The introduction and development of Single Particle ICP-MS (SP-ICP-MS) has opened a new area of research which allows the rapid detection and analysis of metal-based particles in a variety of matrices and applications.1-6 The key feature of SP-ICP-MS is that it allows discrete pulses of positively charged ions to be detected and measured in a time-resolved manner using microsecond (µs) data acquisition rates. This advance in data acquisition capabilities is opening up a number of new application areas. In this white paper, we will introduce the concept of Single Cell ICP-MS (SC-ICP-MS), where individual cells are rapidly analyzed for metal content. Before delving into SC-ICP-MS, let’s briefly review the theory of SP-ICP-MS.

SP-ICP-MS: A Brief Review

Comprehensive descriptions of SP-ICP-MS are available,7,8 so only a brief review will be given here.
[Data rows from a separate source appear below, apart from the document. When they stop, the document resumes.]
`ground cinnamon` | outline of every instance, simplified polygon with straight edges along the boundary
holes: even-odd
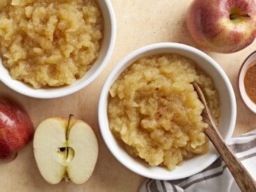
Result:
[[[250,65],[244,76],[244,88],[248,96],[256,104],[256,61]]]

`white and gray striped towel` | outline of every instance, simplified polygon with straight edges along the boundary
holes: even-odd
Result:
[[[232,137],[229,142],[243,165],[256,180],[256,129],[241,136]],[[224,161],[219,157],[202,172],[188,178],[163,181],[147,179],[140,192],[181,191],[241,191]]]

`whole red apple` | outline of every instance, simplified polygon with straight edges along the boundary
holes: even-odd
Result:
[[[0,95],[0,160],[10,161],[33,138],[34,127],[17,100]]]
[[[256,37],[255,0],[194,0],[186,13],[186,26],[200,48],[233,53]]]

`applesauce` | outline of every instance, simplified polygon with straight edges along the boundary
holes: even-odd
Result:
[[[95,0],[1,0],[0,53],[34,88],[73,83],[97,59],[103,18]]]
[[[218,125],[220,102],[213,81],[181,55],[141,58],[115,81],[109,90],[109,127],[131,155],[173,170],[209,151],[203,132],[207,124],[201,116],[204,106],[191,84],[194,81]]]

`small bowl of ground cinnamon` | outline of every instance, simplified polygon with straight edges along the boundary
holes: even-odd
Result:
[[[245,105],[256,114],[256,51],[250,54],[242,64],[238,87]]]

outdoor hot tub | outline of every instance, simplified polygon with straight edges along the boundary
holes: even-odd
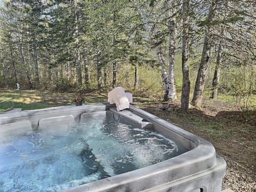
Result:
[[[209,142],[133,106],[0,115],[0,191],[220,191]]]

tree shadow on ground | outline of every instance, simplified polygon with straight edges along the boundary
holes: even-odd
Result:
[[[158,103],[159,105],[159,103]],[[158,105],[141,106],[142,109],[208,140],[217,153],[225,158],[235,161],[247,169],[256,167],[255,111],[249,119],[241,111],[218,111],[213,115],[207,108],[193,108],[187,113],[180,111],[177,103],[170,104],[169,111],[159,109]],[[216,113],[217,112],[217,113]]]

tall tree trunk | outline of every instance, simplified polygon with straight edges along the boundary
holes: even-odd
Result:
[[[99,47],[97,46],[97,80],[98,80],[98,89],[100,90],[102,87],[101,83],[101,65],[100,63],[100,51]]]
[[[113,71],[112,79],[112,87],[114,89],[116,86],[116,62],[113,62]]]
[[[78,84],[80,86],[83,85],[83,83],[82,81],[82,63],[81,63],[81,56],[80,56],[80,50],[79,49],[79,47],[78,48],[77,50],[77,76],[78,77]]]
[[[217,60],[216,61],[216,66],[215,67],[214,75],[212,80],[212,92],[211,98],[213,99],[217,99],[218,87],[220,77],[220,66],[221,65],[221,44],[219,45],[217,53]]]
[[[84,59],[84,78],[86,89],[89,89],[89,69],[87,59]]]
[[[3,58],[3,50],[2,48],[0,48],[0,50],[1,51],[1,58]],[[4,82],[5,84],[5,86],[8,87],[8,66],[5,65],[5,62],[2,62],[2,65],[3,66],[3,68],[4,70],[3,71],[3,75],[4,76]]]
[[[156,49],[157,59],[160,63],[162,69],[162,82],[164,88],[163,101],[167,101],[168,100],[169,86],[168,84],[168,76],[167,75],[166,70],[165,69],[165,60],[163,51],[162,51],[162,47],[159,46],[157,46]]]
[[[114,10],[113,11],[113,23],[114,26],[116,26],[116,10]],[[116,51],[116,34],[113,35],[113,47],[114,47],[114,54]],[[113,71],[112,71],[112,87],[114,89],[116,86],[116,61],[114,61],[113,63]]]
[[[210,5],[209,13],[207,18],[208,23],[212,21],[214,17],[215,5],[215,1],[212,1]],[[192,99],[192,105],[195,106],[200,107],[203,100],[203,93],[204,90],[205,76],[207,75],[207,69],[208,68],[211,54],[212,29],[212,27],[211,23],[209,23],[205,26],[205,37],[204,38],[201,61],[200,62],[200,66],[195,85],[193,98]]]
[[[76,51],[76,64],[77,66],[77,74],[78,79],[78,84],[80,86],[83,85],[83,82],[82,81],[82,63],[81,63],[81,55],[80,55],[80,47],[79,46],[78,43],[78,16],[77,14],[77,3],[76,0],[74,0],[74,4],[75,4],[75,37],[76,37],[76,48],[77,49]]]
[[[26,65],[25,54],[24,53],[24,50],[23,50],[23,46],[21,43],[22,40],[22,37],[20,37],[20,35],[19,35],[18,47],[19,51],[20,53],[20,57],[21,58],[21,63],[23,66],[24,69],[25,70],[26,75],[27,78],[28,79],[28,88],[31,90],[31,89],[33,89],[33,86],[32,84],[32,81],[31,80],[29,71],[28,70],[28,69]]]
[[[138,66],[138,63],[135,64],[134,68],[134,90],[136,90],[138,88],[139,85],[139,67]]]
[[[108,86],[108,74],[107,73],[107,68],[106,66],[103,68],[103,71],[104,74],[104,86],[107,87]]]
[[[175,18],[173,17],[168,22],[169,34],[169,66],[168,72],[168,84],[169,85],[168,92],[168,100],[173,100],[177,99],[176,94],[176,86],[174,78],[174,57],[175,57]]]
[[[181,99],[181,110],[187,111],[189,105],[190,81],[188,62],[188,12],[189,0],[183,1],[183,31],[182,31],[182,90]]]
[[[36,86],[40,84],[38,73],[38,63],[37,61],[37,54],[36,52],[36,39],[33,39],[33,53],[34,53],[34,65],[35,66],[35,75],[36,77]]]

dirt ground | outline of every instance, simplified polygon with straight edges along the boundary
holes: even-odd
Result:
[[[256,191],[256,110],[242,114],[217,101],[180,111],[178,101],[164,110],[160,102],[134,102],[138,107],[210,141],[227,163],[222,189]]]

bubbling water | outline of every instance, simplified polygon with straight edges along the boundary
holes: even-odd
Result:
[[[105,116],[85,120],[61,134],[42,130],[0,140],[0,191],[55,191],[185,151],[159,134]]]

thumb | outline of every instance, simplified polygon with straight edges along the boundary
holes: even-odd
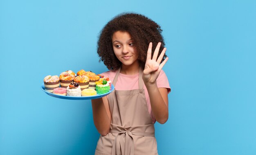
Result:
[[[155,66],[154,67],[152,67],[150,68],[148,68],[147,69],[145,69],[143,71],[143,73],[145,74],[148,74],[151,73],[151,72],[155,72],[155,71],[157,70],[158,68],[159,68],[159,66]]]

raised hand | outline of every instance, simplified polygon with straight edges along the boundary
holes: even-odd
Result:
[[[142,76],[144,83],[155,83],[158,75],[159,75],[161,70],[168,60],[168,57],[166,57],[160,64],[166,51],[166,48],[164,48],[157,58],[160,46],[161,43],[158,43],[155,50],[155,52],[154,52],[153,57],[151,59],[152,43],[149,43],[147,54],[147,60],[145,64],[145,68],[143,71],[143,76]]]

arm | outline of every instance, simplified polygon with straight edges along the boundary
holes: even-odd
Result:
[[[157,121],[164,124],[168,120],[167,89],[157,88],[156,83],[145,84],[149,96],[153,115]]]
[[[157,88],[156,79],[168,58],[160,64],[166,51],[166,48],[164,48],[157,58],[160,46],[161,43],[159,43],[151,59],[152,44],[149,44],[143,79],[148,92],[153,114],[157,122],[164,124],[168,119],[168,91],[165,88]]]
[[[95,127],[103,136],[110,131],[111,116],[106,96],[92,100],[93,121]]]

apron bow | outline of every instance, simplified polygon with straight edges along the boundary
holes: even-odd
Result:
[[[121,155],[134,155],[134,143],[132,133],[130,131],[118,131],[118,133],[116,137],[113,144],[111,155],[121,155]],[[121,138],[123,138],[121,139]]]

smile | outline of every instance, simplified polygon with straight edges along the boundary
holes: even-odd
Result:
[[[126,59],[126,60],[127,60],[130,57],[131,57],[132,56],[125,56],[125,57],[123,57],[123,58],[124,58],[124,59]]]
When a nanoparticle enters the plasma, it is completely ionized, producing a burst of ions which can be detected with ICP-MS. While conventional ICP-MS looks at a continuous signal, the output from SP-ICP-MS looks at discrete signals: one nanoparticle yields one ion burst, with the intensity of the resulting signal being related to the size of a particle (nm) and the number of pulses being related to the particle concentration (part/mL).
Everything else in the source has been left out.